Marie and Pierre Curie discovered polonium and radium, leading to the use of radiation to treat cancer patients. Their abandoned laboratory in Paris is highly radioactive and has been compared to Chernobyl. Marie Curie died of radiation-related illness and her personal belongings remain radioactive. France relies heavily on nuclear power but struggles with safe disposal of nuclear waste.

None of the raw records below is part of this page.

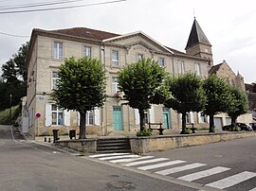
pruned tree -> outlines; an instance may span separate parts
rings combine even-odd
[[[28,52],[28,42],[22,44],[18,53],[12,55],[2,69],[2,84],[0,110],[9,107],[9,96],[12,95],[11,105],[17,105],[21,102],[21,98],[26,96],[27,92],[27,70],[26,57]]]
[[[160,104],[168,94],[163,87],[164,68],[151,59],[142,59],[128,64],[119,72],[119,89],[127,104],[138,110],[140,130],[145,128],[144,112],[151,104]]]
[[[80,139],[86,138],[86,112],[104,104],[106,78],[97,59],[66,59],[58,72],[53,100],[61,108],[80,113]]]
[[[202,79],[193,73],[169,77],[166,81],[172,96],[164,105],[181,113],[181,134],[186,133],[186,113],[190,112],[198,113],[204,109],[206,95],[202,84]]]
[[[236,87],[230,86],[229,93],[231,101],[227,107],[227,113],[231,117],[231,127],[235,127],[237,117],[248,111],[248,101],[246,93]]]
[[[207,96],[204,113],[210,116],[209,131],[214,132],[214,115],[226,113],[231,101],[229,85],[215,75],[210,76],[203,84]]]

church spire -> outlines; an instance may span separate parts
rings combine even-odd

Marie Curie and her husband, Pierre, made their names in the 1920s and 1930s when their research led to the discovery of polonium and radium. Their experiments with radioactivity at their laboratory in Arcueil, south of Paris, led to the use of radiation to treat cancer patients. But, boy, did their work make a big mess. Today, Marie Curie’s abandoned laboratory, located in a working-class Parisian suburb, is barricaded behind a concrete wall topped with barbed wire, surveillance cameras and radiation monitors. The radioactivity of the site, which has undergone a series of cleanup efforts, has led some to refer to the site as “Chernobyl on the Seine”.
Half-life of a scientific pioneer:
Curie has won two Nobel prizes: one in physics and one in chemistry. Initially, the discovery of radium led to a dangerous craze in the 1920s in which radium-based products were sold to treat ailments ranging from hair loss to impotence.
Known as the “mother of modern physics,” Curie died in 1934 of aplastic anemia, a condition linked to high levels of radiation. She was 66 years old. Curie’s personal belongings – clothes, furniture, cookbooks and notebooks – are still dangerously radioactive.
Nuclear power supplies about three-quarters of France’s electricity needs, compared to only 20% in the United States. There is still no safe solution for the disposal of nuclear waste stored in France’s 906 nuclear waste sites.